Mettre des mots sur ce qui se joue, « j’ai refusé cette promotion par peur de ne pas être au niveau », « je n’ose pas dire que je viens d’un milieu populaire », transforme la honte en sujet collectif plutôt qu’en problème individuel. Cela ouvre la voie à des stratégies concrètes : demander un accompagnement, négocier un temps de formation, solliciter du feedback structuré plutôt que des jugements implicites.

Mentorat et rôle des modèles

Le mentorat constitue un autre levier clé pour apprivoiser la honte. S’appuyer sur un(e) mentor, interne ou externe, permet de bénéficier d’un regard expérimenté, moins pris dans les enjeux émotionnels immédiats. Les études sur les dynamiques de reconnaissance montrent que les collectifs professionnels qui peinent à asseoir leur légitimité développent souvent des stratégies d’opposition ou de retrait, faute d’intermédiaires capables de traduire leur valeur auprès des autres acteurs. Un(e) mentor peut justement jouer ce rôle de relais, aider à reformuler les contributions des assistant(e)s dans un langage reconnu par l’organisation.

Voir des modèles d’assistant(e)s qui ont assumé leurs origines sociales, leurs fragilités linguistiques ou leurs reconversions aide également à déconstruire l’idée qu’il faudrait être « parfait(e) » pour évoluer. Le mentorat peut aussi servir de cadre pour travailler des situations concrètes : comment ne pas s’autocensurer en réunion, comment poser ses limites face à la surcharge, comment aborder un retour d’erreur avec un manager ?

Formation : de la peur de l’anglais au droit à l’erreur

La honte prend parfois des formes très précises : honte de ne pas parler « assez bien » anglais dans un environnement international, honte de ne pas maîtriser certains outils digitaux, honte d’avoir un diplôme jugé modeste. Là encore, l’enjeu est de passer du registre moral « je ne suis pas à la hauteur » au registre du développement « j’ai un besoin de montée en compétence identifiable ». Les recommandations pour mieux gérer la honte au travail insistent notamment sur la compréhension des causes, la relativisation et le renforcement de l’estime de soi.

Des dispositifs concrets peuvent aider : formations linguistiques ciblées pour les assistant(e)s, ateliers de prise de parole, formations aux codes de l’entreprise, mais aussi sensibilisation managériale à la culture du feedback constructif et du droit à l’erreur. Lorsque l’entreprise envoie un signal clair que l’on peut se tromper, apprendre et progresser, et que ce principe s’applique à tous, quel que soit le statut, la honte perd une partie de son pouvoir paralysant.

Vers des environnements qui transforment la honte en moteur

Transformer la honte en moteur suppose une double responsabilité. Du côté des assistant(e)s, cela passe par l’acceptation de cette émotion comme un signal, parfois excessif, de l’importance accordée au travail, et par la décision de ne plus la gérer seul(e). Du côté des organisations, cela implique de créer des conditions de travail qui réduisent l’autocensure, valorisent l’erreur comme source d’apprentissage et reconnaissent les effets concrets des inégalités d’origine sociale sur les trajectoires professionnelles.

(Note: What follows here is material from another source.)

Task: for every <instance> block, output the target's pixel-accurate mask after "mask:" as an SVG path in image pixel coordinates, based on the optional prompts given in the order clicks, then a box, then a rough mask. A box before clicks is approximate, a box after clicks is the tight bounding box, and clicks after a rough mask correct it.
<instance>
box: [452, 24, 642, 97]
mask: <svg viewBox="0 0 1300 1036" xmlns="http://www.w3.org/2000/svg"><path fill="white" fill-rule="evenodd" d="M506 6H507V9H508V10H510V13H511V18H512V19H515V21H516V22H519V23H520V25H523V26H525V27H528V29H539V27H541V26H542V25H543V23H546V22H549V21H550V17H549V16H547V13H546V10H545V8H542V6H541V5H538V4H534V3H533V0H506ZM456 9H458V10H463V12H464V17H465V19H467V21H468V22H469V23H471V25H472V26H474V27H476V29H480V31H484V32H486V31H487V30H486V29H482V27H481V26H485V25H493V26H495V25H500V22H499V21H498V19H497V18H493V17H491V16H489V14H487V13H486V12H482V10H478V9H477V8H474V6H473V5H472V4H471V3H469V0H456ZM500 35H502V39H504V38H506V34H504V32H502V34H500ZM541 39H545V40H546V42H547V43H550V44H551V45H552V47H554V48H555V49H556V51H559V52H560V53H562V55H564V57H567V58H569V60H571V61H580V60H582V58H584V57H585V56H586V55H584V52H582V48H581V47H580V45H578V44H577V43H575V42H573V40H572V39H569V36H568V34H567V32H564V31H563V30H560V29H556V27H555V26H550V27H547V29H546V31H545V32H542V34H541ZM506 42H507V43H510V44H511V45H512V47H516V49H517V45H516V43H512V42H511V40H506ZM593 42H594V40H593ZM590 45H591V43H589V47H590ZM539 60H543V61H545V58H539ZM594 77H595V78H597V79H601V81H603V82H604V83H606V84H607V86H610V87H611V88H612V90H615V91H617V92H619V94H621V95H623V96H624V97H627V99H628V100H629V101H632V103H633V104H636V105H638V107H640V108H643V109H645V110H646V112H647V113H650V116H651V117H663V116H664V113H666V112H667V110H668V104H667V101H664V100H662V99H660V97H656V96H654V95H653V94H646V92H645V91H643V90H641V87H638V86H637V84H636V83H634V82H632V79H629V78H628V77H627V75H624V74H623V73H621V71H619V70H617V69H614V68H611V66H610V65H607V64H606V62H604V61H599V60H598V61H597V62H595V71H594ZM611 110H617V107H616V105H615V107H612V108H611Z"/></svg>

Loin d’être un « problème individuel », la honte au travail, côté assistant(e)s, raconte aussi l’histoire de métiers en première ligne, très exposés et pourtant encore insuffisamment reconnus. En faisant de cette émotion un sujet légitime de dialogue, de mentorat et de formation, les entreprises comme les assistant(e)s peuvent en faire un levier de développement, plutôt qu’un frein invisible aux ambitions.